このような「不快感」は食事を避ける原因となります。
3. 口内炎や口腔トラブル
体内の老廃物は、口の中の粘膜にもダメージを与え、「口内炎や歯肉炎」が発生します。
食事中に「痛みを感じる」ため、食べることを嫌がるようになります。
4. 味覚の変化
腎臓病用の療法食は腎臓に優しいように調整されていますが、通常のフードと比べて味や香りが異なります。
猫さんが食べ慣れるまでに時間がかかることがあります。
5. 全身の倦怠感
腎臓病が進行すると、エネルギー不足や脱水による「倦怠感(だるさ)」が現れます。
猫さんが食事を摂る気力を失う場合があります。
食欲不振が続くとどうなる?
慢性腎臓病における食欲不振を放置してしまうと、以下のような深刻な影響が出る可能性があります。
- 体重減少と筋肉の消耗 栄養不足により体重が減少し、筋肉が著しく消耗します(フレイル)。これにより、さらに体力が低下します。

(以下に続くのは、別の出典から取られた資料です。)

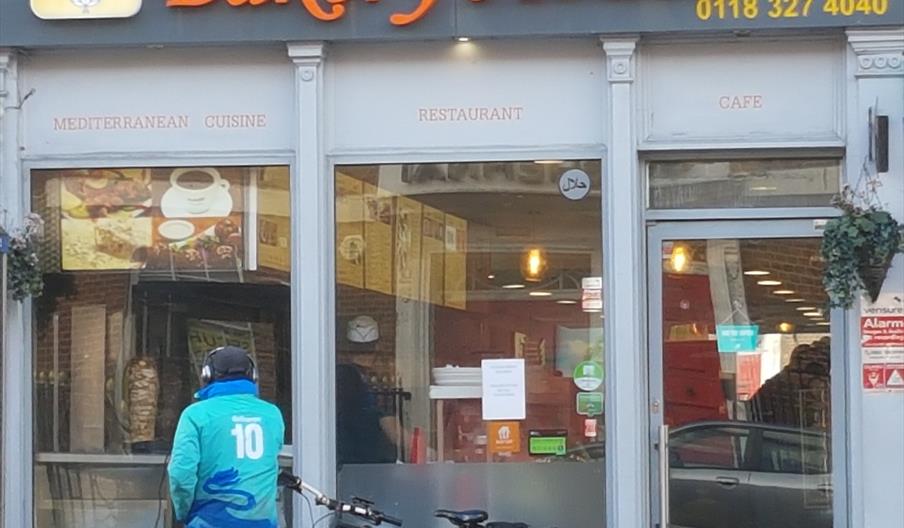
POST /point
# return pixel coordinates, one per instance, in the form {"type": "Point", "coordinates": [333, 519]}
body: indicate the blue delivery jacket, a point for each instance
{"type": "Point", "coordinates": [224, 465]}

⇒5-ALAサプリ(エネアラなど)は、もともと燃焼系のサプリですが、「脂肪燃焼⇒筋肉がつく」、という好循環を生み出すのでは?と、注目されています。
- 免疫力の低下 十分な栄養を摂れないと免疫力が低下し、感染症など、他の病気にかかりやすくなります。
- ⇒獣医さんに「何でもいいから食べるものを…」と言われた時は?
- 腎臓へのさらなる負担 栄養不足が進むと、「体は筋肉を分解」します。腎臓にさらに負担をかけ、病気の進行が早まります。
食欲不振に気づいたら飼い主がすべきこと
猫さんに食欲不振の徴候が見られた場合、以下のような対策を講じましょう。
1. 動物病院での診察
食欲不振が続く場合は、まず動物病院で診察を受け、腎臓の状態や原因を確認します。
血液検査や尿検査によって、「腎臓病の進行度」や「他の問題がないか」を調べます。
2. 栄養学的ケアの導入
腎臓病用の療法食が理想ですが、「食べない療法食よりも、食べるものを」あげて、食欲を刺激する工夫も、時には必要です。
獣医師や動物病院スタッフのアドバイスを受けながら、「栄養素の摂取」を意識することがポイントです。
3. 食事の工夫
- フードを少し「温める」ことで香りを引き立て、食欲を刺激します。
- ウェットフードやスープタイプのフードで、「水分補給も兼ねる」。
- 食器の高さを調整し、猫が楽な姿勢で食べられるようにする。
4. 強制給餌の検討
どうしても食べない場合(2-3日以上)は、獣医師の指導のもとで「強制給餌」を行う場合もあります。
高カロリーのペースト状フードを、注射器で与える方法などがあります。
5. 食欲刺激薬の使用
ミルタザピンや、エルーラ(カプロモレリン)といった、食欲刺激薬の使用も、獣医師から提案されることがあります。
副作用の説明をしっかり受けた上で、使用も検討ください。
まとめ
食欲不振は、猫の慢性腎臓病の重要なサインの一つで、病気の進行度や健康状態を大きく左右します。
飼い主さんが早期に気づき、適切に対処することで、愛猫の生活の質を維持し、病気の進行を遅らせることができます。